Más de mis runs de aprendizaje por refuerzo murieron por mi propia regla de early stopping que por malas ideas. El interruptor de apagado que había construido para ser disciplinado resultó ser lo más indisciplinado de todo el sistema.

Curva de reward ruidosa ilustrativa que cae y se detiene antes de tiempo, con una continuación punteada que muestra la subida que nunca alcanzó Ilustrativo, no son datos reales de rendimiento. El agente se detuvo durante una caída normal, justo antes de la parte donde habría subido.

El interruptor de apagado que salió por la culata

Tomé prestado el early stopping del aprendizaje supervisado, donde es palabra sagrada: observas la validation loss y, cuando deja de mejorar durante un rato, detienes el entrenamiento; de ahí en adelante solo estás haciendo overfitting. Es limpio, es seguro y, en el aprendizaje supervisado, suele funcionar.

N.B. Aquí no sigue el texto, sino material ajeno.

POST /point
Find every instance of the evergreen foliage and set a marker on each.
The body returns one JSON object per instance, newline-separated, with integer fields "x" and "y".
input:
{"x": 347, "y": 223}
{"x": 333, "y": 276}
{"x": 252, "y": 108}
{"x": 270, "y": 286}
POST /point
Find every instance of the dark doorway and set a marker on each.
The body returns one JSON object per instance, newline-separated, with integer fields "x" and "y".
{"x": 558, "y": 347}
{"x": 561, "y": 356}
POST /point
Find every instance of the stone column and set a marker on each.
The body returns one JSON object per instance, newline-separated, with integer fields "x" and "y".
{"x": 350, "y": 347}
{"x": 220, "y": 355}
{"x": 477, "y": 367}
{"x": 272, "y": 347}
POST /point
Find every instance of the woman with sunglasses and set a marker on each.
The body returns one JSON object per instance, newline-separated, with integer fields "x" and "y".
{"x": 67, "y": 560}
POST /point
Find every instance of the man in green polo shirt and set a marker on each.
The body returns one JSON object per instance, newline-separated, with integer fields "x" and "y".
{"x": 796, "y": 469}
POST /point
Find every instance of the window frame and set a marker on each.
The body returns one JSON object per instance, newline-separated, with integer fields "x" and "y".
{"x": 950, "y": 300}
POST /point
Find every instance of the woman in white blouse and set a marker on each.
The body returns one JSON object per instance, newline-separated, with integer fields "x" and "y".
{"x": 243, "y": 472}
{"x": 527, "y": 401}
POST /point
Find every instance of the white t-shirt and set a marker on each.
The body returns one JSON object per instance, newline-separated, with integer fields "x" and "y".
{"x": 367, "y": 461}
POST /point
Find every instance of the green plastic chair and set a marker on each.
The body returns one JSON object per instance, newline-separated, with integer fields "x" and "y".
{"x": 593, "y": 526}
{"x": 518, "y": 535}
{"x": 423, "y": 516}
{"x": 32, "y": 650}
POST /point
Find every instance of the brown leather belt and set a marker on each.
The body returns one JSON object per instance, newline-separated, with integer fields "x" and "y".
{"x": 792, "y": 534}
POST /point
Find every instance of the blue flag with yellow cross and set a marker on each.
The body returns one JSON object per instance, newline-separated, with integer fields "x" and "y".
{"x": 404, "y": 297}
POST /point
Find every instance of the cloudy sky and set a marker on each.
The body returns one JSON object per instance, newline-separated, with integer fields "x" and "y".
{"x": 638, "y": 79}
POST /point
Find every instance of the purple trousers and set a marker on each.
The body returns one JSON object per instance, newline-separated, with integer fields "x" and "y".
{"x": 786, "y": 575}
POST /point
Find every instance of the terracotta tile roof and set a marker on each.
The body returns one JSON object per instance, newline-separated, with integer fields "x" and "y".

Así que conecté la misma idea al entrenamiento de RL: observar la métrica, perder la paciencia tras un plateau, detener el run, ahorrar las horas de GPU. Parecía responsable. En la práctica, fue descartando run tras run en silencio, muchos de ellos temprano, antes de que el agente hubiera encontrado nada en absoluto. Acabé con una carpeta llena de runs que sencillamente nunca habían arrancado.

Por qué RL rompe la regla

Una curva de validación supervisada es algo bastante suave y casi monótono. El progreso de un agente de aprendizaje por refuerzo no lo es. El reward es ruidoso por construcción: depende de una policy que ella misma está cambiando, interactuando con un entorno lleno de varianza. La mejora llega a tirones: largas mesetas, saltos repentinos, caídas que se recuperan. Un plateau en RL muchas veces no es el final del aprendizaje. Es justo la parte que lo precede.

Así que una patience ajustada para la suavidad supervisada se dispara durante una varianza de RL perfectamente normal. No estás atrapando un modelo que ya terminó; estás ejecutando a uno que estaba a punto de ponerse interesante. Y el “ahorro” es una ilusión: igual pagas por cada run que murió temprano y no devolvió nada.

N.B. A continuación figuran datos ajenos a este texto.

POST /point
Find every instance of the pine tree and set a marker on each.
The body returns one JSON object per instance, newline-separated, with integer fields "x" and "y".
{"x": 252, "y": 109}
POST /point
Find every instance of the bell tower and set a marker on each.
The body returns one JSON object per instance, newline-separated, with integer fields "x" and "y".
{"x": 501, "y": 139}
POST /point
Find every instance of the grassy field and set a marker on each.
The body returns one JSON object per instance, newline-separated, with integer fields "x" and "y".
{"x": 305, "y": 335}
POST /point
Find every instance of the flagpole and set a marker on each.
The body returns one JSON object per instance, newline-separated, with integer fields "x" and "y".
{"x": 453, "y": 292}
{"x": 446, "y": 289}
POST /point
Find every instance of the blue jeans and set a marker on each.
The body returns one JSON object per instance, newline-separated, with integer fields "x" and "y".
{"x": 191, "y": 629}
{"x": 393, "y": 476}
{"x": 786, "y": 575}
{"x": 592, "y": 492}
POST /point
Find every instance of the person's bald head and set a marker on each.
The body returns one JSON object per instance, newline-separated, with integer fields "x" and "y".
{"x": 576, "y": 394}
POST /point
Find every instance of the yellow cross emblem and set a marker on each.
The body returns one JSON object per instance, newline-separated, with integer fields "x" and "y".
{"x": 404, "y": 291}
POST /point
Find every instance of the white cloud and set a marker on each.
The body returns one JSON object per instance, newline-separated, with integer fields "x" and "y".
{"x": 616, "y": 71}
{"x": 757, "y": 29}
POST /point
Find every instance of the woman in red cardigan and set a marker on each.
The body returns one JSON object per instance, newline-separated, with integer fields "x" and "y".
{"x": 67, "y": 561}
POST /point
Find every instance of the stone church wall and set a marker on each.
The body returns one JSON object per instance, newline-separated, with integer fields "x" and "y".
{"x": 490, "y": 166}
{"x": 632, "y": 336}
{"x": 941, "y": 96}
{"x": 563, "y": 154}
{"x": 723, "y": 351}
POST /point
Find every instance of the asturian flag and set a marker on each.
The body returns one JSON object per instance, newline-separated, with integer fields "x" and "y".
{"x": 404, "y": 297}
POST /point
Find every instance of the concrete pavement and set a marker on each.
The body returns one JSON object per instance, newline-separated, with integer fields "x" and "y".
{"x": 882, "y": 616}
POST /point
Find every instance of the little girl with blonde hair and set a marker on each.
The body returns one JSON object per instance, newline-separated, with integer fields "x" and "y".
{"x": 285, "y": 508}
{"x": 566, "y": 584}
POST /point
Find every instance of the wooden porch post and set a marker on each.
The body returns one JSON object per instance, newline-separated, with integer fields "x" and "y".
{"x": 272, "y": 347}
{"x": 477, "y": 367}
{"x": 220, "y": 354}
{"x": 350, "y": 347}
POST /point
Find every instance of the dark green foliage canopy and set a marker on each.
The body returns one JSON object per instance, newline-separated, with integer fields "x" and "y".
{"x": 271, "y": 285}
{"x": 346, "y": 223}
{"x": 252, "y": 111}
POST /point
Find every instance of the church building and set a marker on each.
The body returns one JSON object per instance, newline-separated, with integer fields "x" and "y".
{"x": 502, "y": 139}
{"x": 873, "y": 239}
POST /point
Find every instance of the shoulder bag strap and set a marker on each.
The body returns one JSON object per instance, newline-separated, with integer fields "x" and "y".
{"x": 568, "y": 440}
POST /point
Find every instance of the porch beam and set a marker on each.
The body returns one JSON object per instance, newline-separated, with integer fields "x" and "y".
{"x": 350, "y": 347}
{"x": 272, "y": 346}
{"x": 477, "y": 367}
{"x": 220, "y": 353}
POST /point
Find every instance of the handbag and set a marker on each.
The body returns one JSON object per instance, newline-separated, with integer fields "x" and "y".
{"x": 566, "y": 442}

Deja de detener antes de tiempo

La solución no fue un número mejor. Fue invertir el valor por defecto. El early stopping debería ser raro, no impaciente: una salvaguarda contra un overfitting genuino y sostenido, no un gatillo nervioso ante el ruido. Eso significa poner el listón donde el ruido no pueda alcanzarlo de forma realista, y juzgar el deterioro sobre una ventana lo bastante larga como para empequeñecer la varianza natural del run, no un puñado de evaluaciones. El valor por defecto tiene que ser seguir adelante. La carga de la prueba recae sobre detener, no sobre continuar.

Dicho sin rodeos: la patience también es un hyperparameter, y la mayoría de los principiantes, yo incluido, lo configuran como si RL fuera aprendizaje supervisado. No lo es.

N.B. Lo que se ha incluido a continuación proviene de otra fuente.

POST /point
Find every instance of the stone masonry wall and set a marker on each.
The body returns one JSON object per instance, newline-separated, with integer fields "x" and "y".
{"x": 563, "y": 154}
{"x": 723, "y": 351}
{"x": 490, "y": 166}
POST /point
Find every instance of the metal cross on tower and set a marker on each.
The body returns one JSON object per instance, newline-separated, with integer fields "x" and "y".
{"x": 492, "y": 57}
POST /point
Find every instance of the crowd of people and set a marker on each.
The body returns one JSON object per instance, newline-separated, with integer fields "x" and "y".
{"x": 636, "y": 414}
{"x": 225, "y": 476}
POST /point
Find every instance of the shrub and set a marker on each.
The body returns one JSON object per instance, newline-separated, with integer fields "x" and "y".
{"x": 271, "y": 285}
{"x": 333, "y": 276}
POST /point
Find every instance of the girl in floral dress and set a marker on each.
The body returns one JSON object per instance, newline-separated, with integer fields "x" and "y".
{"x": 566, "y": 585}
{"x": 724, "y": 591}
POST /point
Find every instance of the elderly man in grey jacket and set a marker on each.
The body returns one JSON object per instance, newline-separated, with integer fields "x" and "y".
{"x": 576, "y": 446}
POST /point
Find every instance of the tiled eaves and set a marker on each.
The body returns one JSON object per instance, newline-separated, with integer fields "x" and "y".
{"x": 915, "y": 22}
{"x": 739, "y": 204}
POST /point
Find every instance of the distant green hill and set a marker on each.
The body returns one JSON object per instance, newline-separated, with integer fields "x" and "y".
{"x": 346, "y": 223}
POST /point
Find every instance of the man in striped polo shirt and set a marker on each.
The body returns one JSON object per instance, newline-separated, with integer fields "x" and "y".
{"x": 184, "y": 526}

Dónde siguen teniendo cabida los humanos

Esto rima con la lección del primer post. No decido, run por run, cuándo tirar del enchufe; eso es solo congelar otra vez una suposición dentro del sistema. Decido qué significa “empeorar de verdad” frente a “ruido normal”, y dejo que esa definición haga el trabajo de detener. Estoy diseñando al juez, no entregando cada veredicto a mano. Acierta con el juez y dejas de descartar los runs que habrían funcionado.

La conclusión

En RL, el bug más caro suele ser la impaciencia. Optimizar de forma prematura tu presupuesto de cómputo no ahorra cómputo: te cuesta el agente, y lo cruel es que nunca llegas a ver el resultado que mataste.

Así que si tus runs siguen “sin funcionar”, comprueba si alguna vez tuvieron la oportunidad de hacerlo. A veces el modelo no estaba fallando. Eras tú.


Esta es la parte 2 de un registro anónimo y en curso sobre la construcción de un sistema de trading con aprendizaje por refuerzo. Va de método y de errores, no de señales: nada de lo aquí escrito es asesoramiento de inversión, y no se comparten detalles de la estrategia.